さぁて、こいつをどう評価するか、結構ややこしい問題ありです。

 一切何も考えず、ファンタジーなんだと、世界観はそのままに受け入れるんだとすれば、まぁ映像は良く出来ていたと評価出来る。
 しかし、本作が赤穂浪士四十七士の討ち入りの映画だとするなら、言いたい事は山積み、一々書き連ねたら明日の朝までかかってしまう。だから、これは考えないとして、とりあえずインスパイアされたけど、討ち入りそのものを再現するものではないとして見る。
 にしても、四十七士を知らない外国人がこれを見て、誰に思い入れてどこに感動するのか?
 日本の江戸時代に一体どれだけの外国人が知識を持っているのか。ハリウッドは昔から結構無責任に白人以外の歴史物語を英語映画にしてきました。ローマ帝の興亡なんてな同じ白人だからええとしてたら、オードリー/ホセで作った戦争と平和はイデオロギー以前に「こんな物はトルストイ文学の映像化ではない」と攻撃されたわけだし、アンソニー・クインで撮った「フン族の王アッチラ」の物語は当時こんなものはアッチラの物語ではないと主体的に抗議する民族が存在しないながらも「いかがなものか」位の議論はあった。
 はっきり言って、日本人であれば、「忠臣蔵」の話を知悉していればしているほど、入り込みにくい映画です。
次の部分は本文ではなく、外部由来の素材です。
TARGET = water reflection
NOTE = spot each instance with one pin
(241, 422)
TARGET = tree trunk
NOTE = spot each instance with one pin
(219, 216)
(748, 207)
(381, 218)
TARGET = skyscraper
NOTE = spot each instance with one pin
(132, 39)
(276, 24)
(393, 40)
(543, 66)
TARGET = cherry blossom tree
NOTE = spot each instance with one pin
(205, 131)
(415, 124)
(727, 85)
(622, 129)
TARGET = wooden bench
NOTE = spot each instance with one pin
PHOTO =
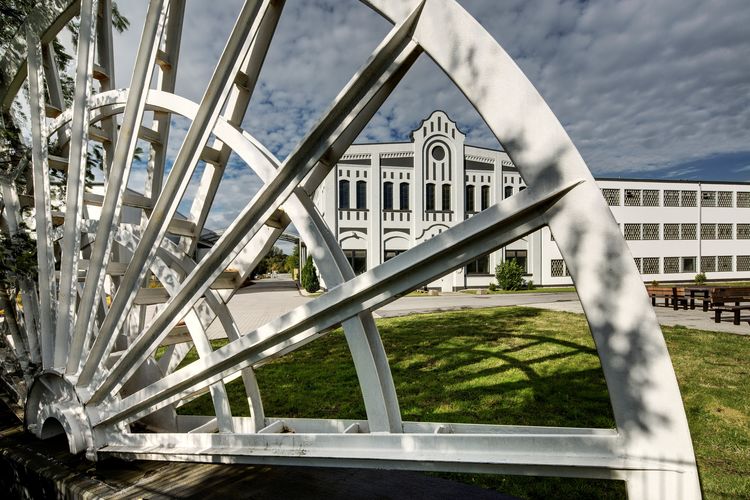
(733, 300)
(673, 296)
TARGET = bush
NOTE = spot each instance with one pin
(509, 275)
(309, 277)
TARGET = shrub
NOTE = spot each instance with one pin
(509, 275)
(309, 277)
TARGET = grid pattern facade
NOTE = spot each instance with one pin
(557, 268)
(651, 265)
(724, 263)
(708, 199)
(724, 199)
(688, 231)
(632, 197)
(612, 196)
(650, 197)
(632, 231)
(708, 264)
(708, 231)
(672, 231)
(671, 265)
(688, 199)
(651, 231)
(724, 231)
(671, 198)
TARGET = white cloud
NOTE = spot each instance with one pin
(639, 85)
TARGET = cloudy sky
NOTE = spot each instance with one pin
(644, 88)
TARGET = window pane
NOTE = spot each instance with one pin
(470, 198)
(344, 194)
(361, 195)
(485, 197)
(404, 196)
(446, 197)
(388, 196)
(430, 197)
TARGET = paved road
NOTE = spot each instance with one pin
(267, 299)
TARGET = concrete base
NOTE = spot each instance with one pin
(31, 468)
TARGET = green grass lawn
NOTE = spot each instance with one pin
(520, 366)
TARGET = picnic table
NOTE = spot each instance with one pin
(732, 300)
(673, 296)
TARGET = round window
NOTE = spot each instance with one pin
(438, 152)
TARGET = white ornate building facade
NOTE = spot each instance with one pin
(382, 199)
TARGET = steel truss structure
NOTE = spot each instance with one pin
(85, 366)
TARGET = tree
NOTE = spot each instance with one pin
(509, 275)
(292, 261)
(309, 277)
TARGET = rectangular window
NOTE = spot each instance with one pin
(708, 264)
(724, 263)
(671, 265)
(557, 268)
(724, 199)
(632, 197)
(612, 196)
(651, 231)
(446, 197)
(688, 198)
(479, 266)
(632, 231)
(388, 196)
(361, 195)
(708, 199)
(403, 196)
(485, 197)
(688, 231)
(708, 231)
(651, 265)
(650, 197)
(519, 256)
(357, 259)
(671, 198)
(470, 198)
(688, 264)
(430, 197)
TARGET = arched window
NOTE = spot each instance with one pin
(429, 203)
(403, 196)
(446, 197)
(470, 198)
(361, 195)
(344, 194)
(485, 197)
(388, 196)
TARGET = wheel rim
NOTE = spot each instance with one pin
(113, 390)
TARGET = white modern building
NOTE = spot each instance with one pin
(382, 199)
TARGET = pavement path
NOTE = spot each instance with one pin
(267, 299)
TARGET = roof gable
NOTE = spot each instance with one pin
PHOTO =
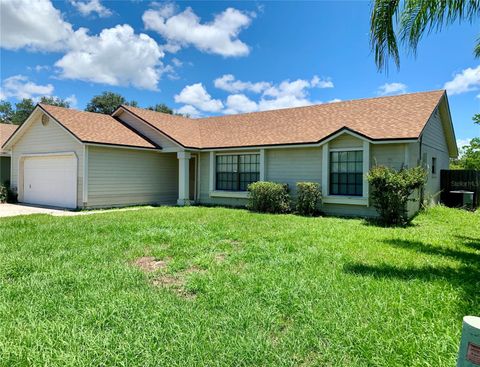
(89, 127)
(6, 130)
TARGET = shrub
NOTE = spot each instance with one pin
(392, 189)
(268, 197)
(3, 194)
(309, 197)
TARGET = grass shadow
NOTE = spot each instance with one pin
(465, 277)
(470, 242)
(463, 256)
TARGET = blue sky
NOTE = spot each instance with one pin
(208, 58)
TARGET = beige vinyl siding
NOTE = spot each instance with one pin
(434, 144)
(120, 177)
(293, 165)
(390, 155)
(147, 131)
(346, 141)
(39, 139)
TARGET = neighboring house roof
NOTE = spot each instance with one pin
(383, 118)
(6, 130)
(89, 127)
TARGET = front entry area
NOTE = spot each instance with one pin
(50, 180)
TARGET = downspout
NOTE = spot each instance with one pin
(421, 164)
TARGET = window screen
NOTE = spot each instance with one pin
(236, 172)
(346, 173)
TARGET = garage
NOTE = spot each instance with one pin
(50, 180)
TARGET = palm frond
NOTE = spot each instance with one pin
(417, 18)
(383, 40)
(476, 51)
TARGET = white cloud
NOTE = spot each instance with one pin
(72, 100)
(466, 81)
(285, 101)
(177, 62)
(392, 88)
(240, 103)
(189, 110)
(112, 57)
(34, 24)
(19, 87)
(197, 96)
(88, 7)
(185, 29)
(321, 83)
(228, 83)
(462, 142)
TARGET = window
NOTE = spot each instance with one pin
(236, 172)
(346, 173)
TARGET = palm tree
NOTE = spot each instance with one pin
(408, 20)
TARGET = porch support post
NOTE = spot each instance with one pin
(183, 178)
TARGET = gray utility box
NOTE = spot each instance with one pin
(462, 198)
(469, 353)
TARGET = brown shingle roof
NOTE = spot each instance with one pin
(183, 130)
(96, 127)
(6, 130)
(393, 117)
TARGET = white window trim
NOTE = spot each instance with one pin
(342, 199)
(232, 194)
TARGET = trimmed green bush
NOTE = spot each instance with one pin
(392, 190)
(309, 198)
(268, 197)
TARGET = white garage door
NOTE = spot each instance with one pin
(50, 180)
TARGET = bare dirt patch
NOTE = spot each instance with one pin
(149, 264)
(177, 282)
(220, 257)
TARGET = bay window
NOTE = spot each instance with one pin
(346, 173)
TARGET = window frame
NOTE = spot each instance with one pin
(358, 181)
(237, 184)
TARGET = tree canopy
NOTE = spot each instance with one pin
(161, 107)
(107, 103)
(394, 21)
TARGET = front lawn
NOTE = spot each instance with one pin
(223, 287)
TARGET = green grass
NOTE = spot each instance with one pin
(265, 290)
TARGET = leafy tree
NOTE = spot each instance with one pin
(476, 118)
(55, 101)
(23, 109)
(6, 112)
(161, 107)
(414, 18)
(107, 103)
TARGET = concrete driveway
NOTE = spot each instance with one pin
(11, 210)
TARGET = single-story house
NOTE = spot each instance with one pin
(6, 130)
(74, 159)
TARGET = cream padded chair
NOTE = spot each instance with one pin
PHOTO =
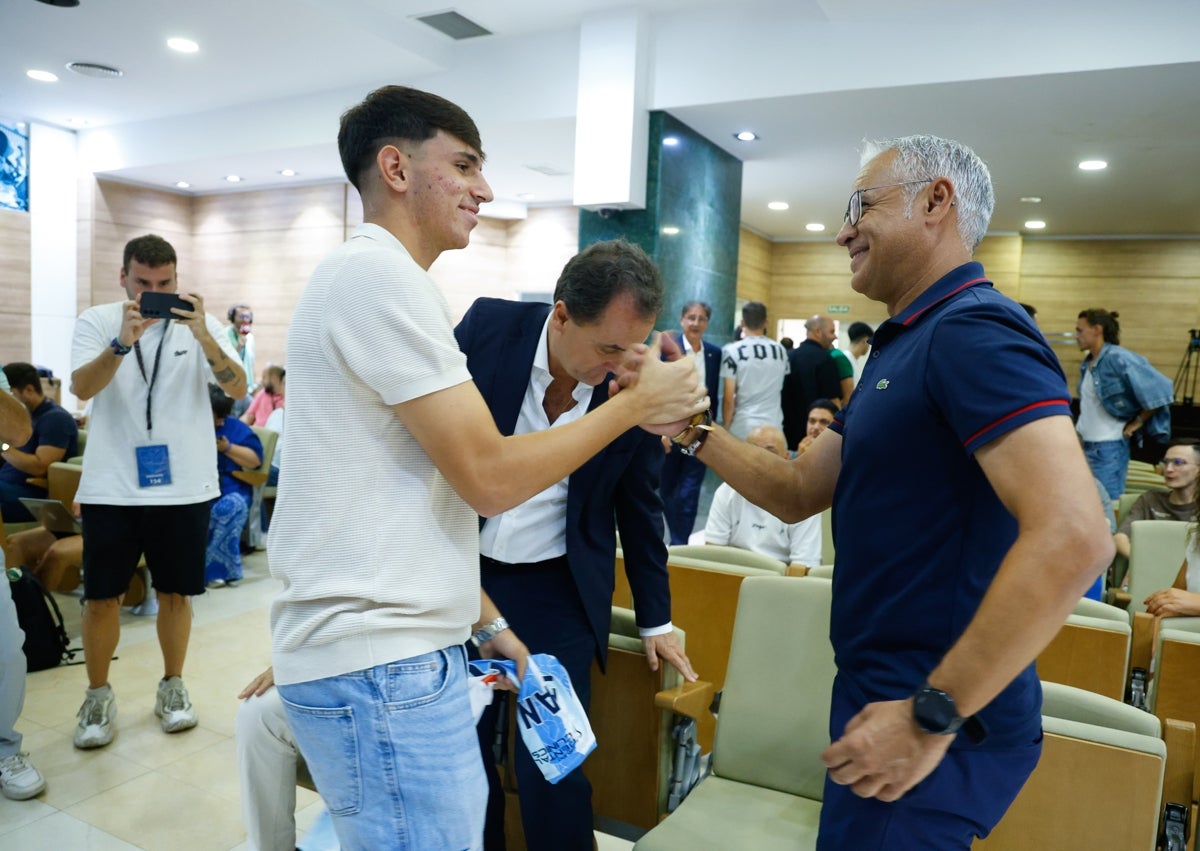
(1098, 784)
(1156, 552)
(725, 555)
(767, 778)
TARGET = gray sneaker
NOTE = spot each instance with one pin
(96, 718)
(18, 779)
(173, 706)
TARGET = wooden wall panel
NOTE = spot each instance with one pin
(1153, 285)
(755, 270)
(15, 277)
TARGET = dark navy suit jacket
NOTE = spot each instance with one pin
(617, 485)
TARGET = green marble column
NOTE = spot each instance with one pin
(690, 223)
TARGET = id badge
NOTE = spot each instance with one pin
(154, 465)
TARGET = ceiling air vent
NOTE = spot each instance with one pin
(454, 25)
(95, 70)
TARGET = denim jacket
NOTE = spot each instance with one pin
(1127, 384)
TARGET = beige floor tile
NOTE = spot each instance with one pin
(72, 774)
(16, 814)
(157, 811)
(59, 832)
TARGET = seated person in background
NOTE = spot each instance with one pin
(55, 437)
(736, 521)
(1183, 597)
(268, 399)
(821, 414)
(47, 555)
(238, 447)
(1181, 468)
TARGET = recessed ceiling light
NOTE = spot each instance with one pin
(183, 45)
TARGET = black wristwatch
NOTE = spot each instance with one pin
(934, 711)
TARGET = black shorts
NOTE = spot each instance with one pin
(172, 537)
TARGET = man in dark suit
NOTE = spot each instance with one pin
(683, 474)
(549, 563)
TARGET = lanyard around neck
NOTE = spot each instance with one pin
(154, 373)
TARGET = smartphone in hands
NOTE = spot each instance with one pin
(157, 305)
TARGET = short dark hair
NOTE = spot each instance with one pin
(604, 270)
(222, 403)
(858, 330)
(1107, 321)
(396, 112)
(150, 250)
(22, 375)
(823, 403)
(754, 315)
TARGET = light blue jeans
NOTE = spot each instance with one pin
(1109, 461)
(394, 753)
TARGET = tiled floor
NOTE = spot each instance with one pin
(148, 790)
 なんもかんも忘れて、ファンタジーと見るにしても、中途半端で 誰に思い入れてどこで感動すりゃいいのか 全く不明。 ファンタジーとして見るには 半端に日本の文化や歴史観に踏み込んでいます。外国人が本作をどう見るのかは分かりませんが 日本人には……う~~むぅ 監督はCM畑の人だとか……元々の脚本に問題があったのは確かながら、MTVやCM出身監督の作品はスタイルを優先させるが為に作品の内実を蔑ろにする傾向があるようです。日本にも 歳だけくって巨匠面している大林某なんてな輩もいますからね(尾道3部作ファンの皆さんごめんなさい)
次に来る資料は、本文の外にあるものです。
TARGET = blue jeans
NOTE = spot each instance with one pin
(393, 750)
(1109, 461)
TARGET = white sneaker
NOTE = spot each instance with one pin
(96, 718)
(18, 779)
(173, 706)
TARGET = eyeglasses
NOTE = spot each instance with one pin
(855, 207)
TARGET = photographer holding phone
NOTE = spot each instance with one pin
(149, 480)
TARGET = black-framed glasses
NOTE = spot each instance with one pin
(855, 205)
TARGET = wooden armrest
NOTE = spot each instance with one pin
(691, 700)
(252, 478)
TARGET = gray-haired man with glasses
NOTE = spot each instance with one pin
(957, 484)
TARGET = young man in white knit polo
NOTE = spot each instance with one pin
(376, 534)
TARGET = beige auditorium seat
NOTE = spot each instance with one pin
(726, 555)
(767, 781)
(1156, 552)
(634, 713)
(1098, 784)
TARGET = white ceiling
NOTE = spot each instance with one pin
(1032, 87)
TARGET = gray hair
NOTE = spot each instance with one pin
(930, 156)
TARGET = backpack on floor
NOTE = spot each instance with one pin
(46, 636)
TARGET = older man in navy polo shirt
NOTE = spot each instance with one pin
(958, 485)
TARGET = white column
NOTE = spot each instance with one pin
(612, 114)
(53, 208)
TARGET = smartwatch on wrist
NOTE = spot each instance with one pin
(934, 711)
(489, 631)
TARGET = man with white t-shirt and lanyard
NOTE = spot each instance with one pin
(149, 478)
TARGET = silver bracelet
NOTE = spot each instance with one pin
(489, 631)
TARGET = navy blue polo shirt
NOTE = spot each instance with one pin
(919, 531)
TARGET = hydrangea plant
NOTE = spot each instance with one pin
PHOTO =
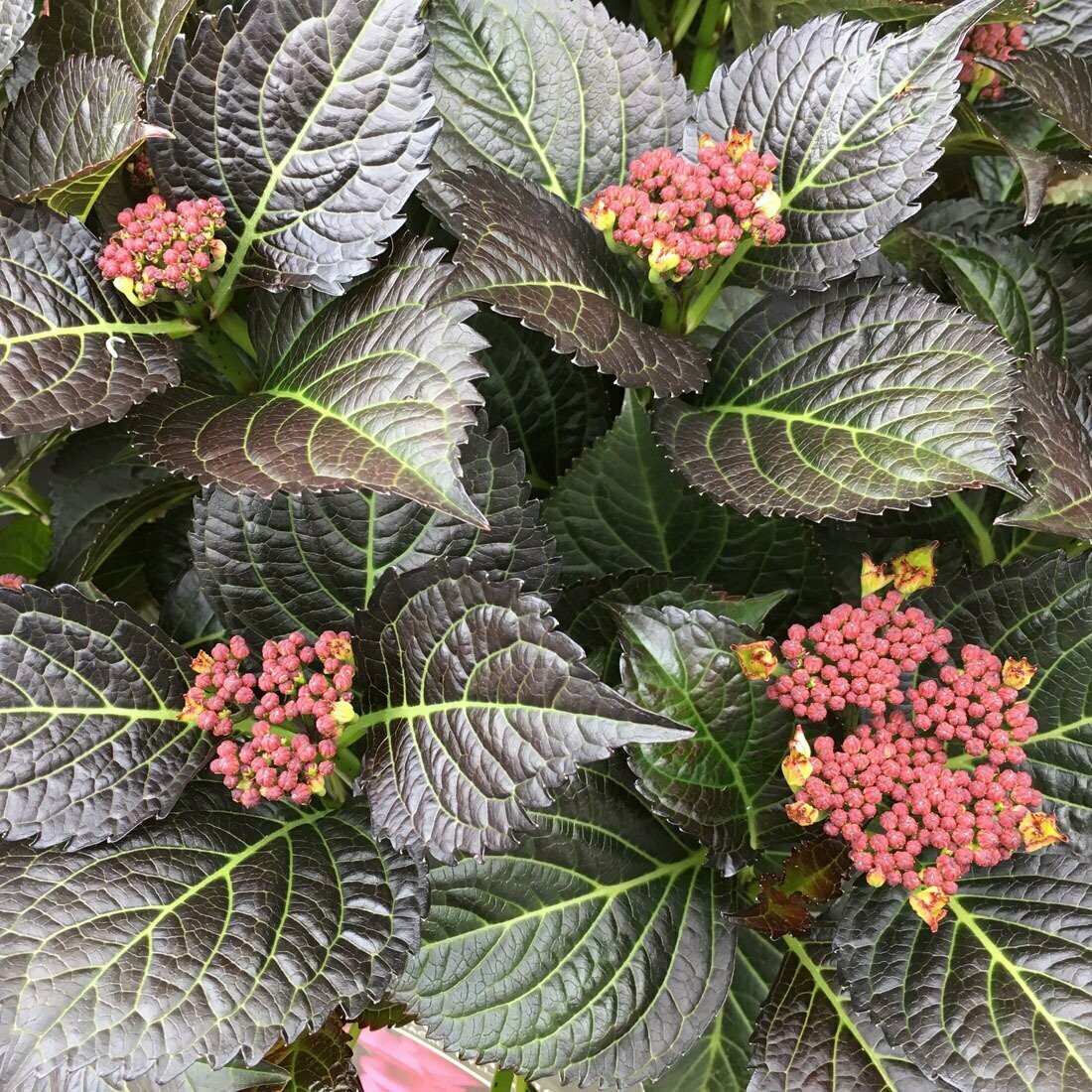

 これが純然たるファンタジーだというなら変に日本文化ファンだとか忠臣蔵にインスパイアされたとか言わないでいただきたい。日本人は困惑するだけです。日本語スーパー監修のウブカタトウさんはパンフレットにつらつら本作の意味を書いておりますが……私は納得できません。これを否定してしまうと翻案ファンタジーは成り立たないのかもしれませんがね。とにかく、どこを足がかりにして楽しめばいいのか……。
 まぁ、そんなこんな 一切別にして、菊池凛子ちゃん、気持ちよさそうに演じてました。柴崎コウは、この先ハリウッドからオファーが出るかもしれません。真田君は毎度このタイプの映画には欠かせない地歩を確実に築いています。
 ただ一人、赤西仁の大石主税は、なんで赤西なのか全く解りません。こんな使い方するなら他にもっとまともな役者はなんぼでもいてます。これは理解不能。もひとつ言うなら将軍綱吉をやってた役者は最悪でしたわ。日本人はエンタメなら割となんでも受け入れるんだと言われますが……こいつはどうなんでしょうねぇ。
 外国人にしても、ラストの四十七士全員(主税だけが大石家跡継ぎとして許される、侍ではないカイ/キアヌ・リーブスを含む内蔵助以下)の同時切腹、しかも介錯無しを、果たしていかように理解するのか。 はっきり申し上げて、映像はそれなり、ファンタジーとしてのテリングもそれなりながら、底にある設定があまりにも杜撰……だと感じました。あんまりお勧めはいたしません。